'Inadequate' change in diabetes device regulation will not protect patients
The European Commission vote to approve new legislation, which would supposedly tighten medical device regulation and improve patient safety 'will not protect patients with diabetes', says the European Association for the Study of Diabetes (EASD).
The system used to approve medical devices in Europe is considerably less rigorous than that which is used to approve new pharmaceuticals, and is also less stringent than the process used in the USA.
To obtain consent for a medical device in Europe, manufacturers must be awarded the Conformité Européenne (CE) stamp, which is overseen by a Notified Body (NB), often a private organisation operating under the authority of a 'competent authority' or regulator for the EU country in which they are based.
For example, in the case of a new blood glucose monitor a manufacturer must choose an NB in any country, to which it will pay relevant fees.
The duty of the Notified Body is then to ensure that the device meets required standards and specifications, and once approved it can be marketed across Europe with a CE approval mark.
However, Dr. Deborah Cohen, Investigations Editor at the British Medical Journal has found that this system is subject to various abuses. For example, some companies 'shop around' to find the NB most likely to authorise their device, and some receive inappropriate advice from their NB about how to get their product through the process and onto the market.
Alarmingly, in conjunction with a major UK newspaper she was able to process a completely fictional device through the majority of the approval stages with completely fabricated data.
The main focus of the legislation changes are on Class III devices, which are the most complex and often implantable. Diabetes pumps and all other diabetes devices fall either in Class I or in Class II, and are therefore not subject to the new rules.
EASD President Professor Andrew Boulton said: “These changes will do little to improve Europe’s antiquated regulations for regulating devices, that were brought in for electric toothbrushes and stethoscopes - not the wide range of medical devices vital for diabetes patients today.”
He adds: “We are talking here about devices that people depend on for their lives, such as insulin pumps and technology that monitors blood glucose.”
Professor Boulton commented during the annual meeting of the EASD in Barcelona, Spain: “Just as with drugs, devices can provide major benefits to patients but can also cause major harm when things go wrong".
In tandem with the European Society of Cardiology (ESC), the EASD is advocating a central European Device Agency (EDA), similar to that which already exists for pharmaceuticals in the case of the European Medicines Agency (EMA).
However, revised proposals by the European Commission are rumoured to have been 'watered down' due to intensive lobbying by industry members and EU states, and it is currently understood that EDA proposals are not being discussed.
Other proposals, such as the designation of 'Special Notified Bodies' for Class III devices, and stricter requirements in terms of training and qualifications for these Notified Bodies have been brought forward.
In addition, it is proposed that these special NBs should form a collective network to ensure that their practice converges and conforms to a level of transparency.
Final voting on the draft legislation is expected to take place at the end of October.

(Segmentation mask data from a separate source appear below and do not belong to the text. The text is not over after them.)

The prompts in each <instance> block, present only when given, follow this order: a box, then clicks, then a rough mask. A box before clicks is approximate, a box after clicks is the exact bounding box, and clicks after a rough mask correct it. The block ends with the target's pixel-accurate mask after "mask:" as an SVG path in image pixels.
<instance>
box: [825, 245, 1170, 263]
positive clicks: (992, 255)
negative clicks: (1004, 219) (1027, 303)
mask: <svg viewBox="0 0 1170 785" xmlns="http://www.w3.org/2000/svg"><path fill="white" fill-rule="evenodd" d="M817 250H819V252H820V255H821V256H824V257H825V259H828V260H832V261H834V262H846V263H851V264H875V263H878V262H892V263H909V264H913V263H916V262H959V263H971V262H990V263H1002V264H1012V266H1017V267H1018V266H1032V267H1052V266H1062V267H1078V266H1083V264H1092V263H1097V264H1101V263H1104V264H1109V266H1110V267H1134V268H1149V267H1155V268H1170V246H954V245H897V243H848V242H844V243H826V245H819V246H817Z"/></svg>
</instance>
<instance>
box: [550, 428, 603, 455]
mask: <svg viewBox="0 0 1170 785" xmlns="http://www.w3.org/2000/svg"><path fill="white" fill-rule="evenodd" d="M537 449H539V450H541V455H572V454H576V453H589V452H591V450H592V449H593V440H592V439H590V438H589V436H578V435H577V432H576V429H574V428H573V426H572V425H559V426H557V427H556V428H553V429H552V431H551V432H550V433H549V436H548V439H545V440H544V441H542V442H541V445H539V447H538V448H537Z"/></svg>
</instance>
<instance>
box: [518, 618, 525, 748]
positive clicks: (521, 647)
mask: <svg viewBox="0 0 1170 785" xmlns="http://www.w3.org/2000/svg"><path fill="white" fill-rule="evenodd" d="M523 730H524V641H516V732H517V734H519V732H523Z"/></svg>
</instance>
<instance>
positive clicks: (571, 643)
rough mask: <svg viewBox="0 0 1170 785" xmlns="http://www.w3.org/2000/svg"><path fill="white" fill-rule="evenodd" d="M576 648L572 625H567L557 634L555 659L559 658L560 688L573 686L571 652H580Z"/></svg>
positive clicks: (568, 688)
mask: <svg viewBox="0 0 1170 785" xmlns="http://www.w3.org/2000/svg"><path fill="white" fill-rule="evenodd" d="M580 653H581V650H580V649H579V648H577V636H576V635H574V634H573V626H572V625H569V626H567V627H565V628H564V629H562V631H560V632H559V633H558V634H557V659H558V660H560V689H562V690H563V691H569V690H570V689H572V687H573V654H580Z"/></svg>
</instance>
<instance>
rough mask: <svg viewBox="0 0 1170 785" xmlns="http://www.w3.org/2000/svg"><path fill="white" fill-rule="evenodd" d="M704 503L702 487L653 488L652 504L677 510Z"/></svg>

“Diabetes care has progressed massively thanks in many ways to improved device technology, but the regulation has not kept up with these advances,” concludes Professor Boulton.
“We desperately need a system in place that protects diabetes patients from potential harm. Or must we wait for another major device scandal before the European authorities take the appropriate action?”.
Dr. Cohen added: “These changes are the bare minimum required to really ensure the safety and effectiveness of medical devices and protect patients. It leaves patients across Europe in a position where some are more protected than others.
'It’s unclear how these new regulations will impact on the devices involved in diabetes or other class II devices, though it appears to be good news for those with most complex, highest risk devices, such as hips and other implants. I hope that the current proposals are not watered down further by lobbying".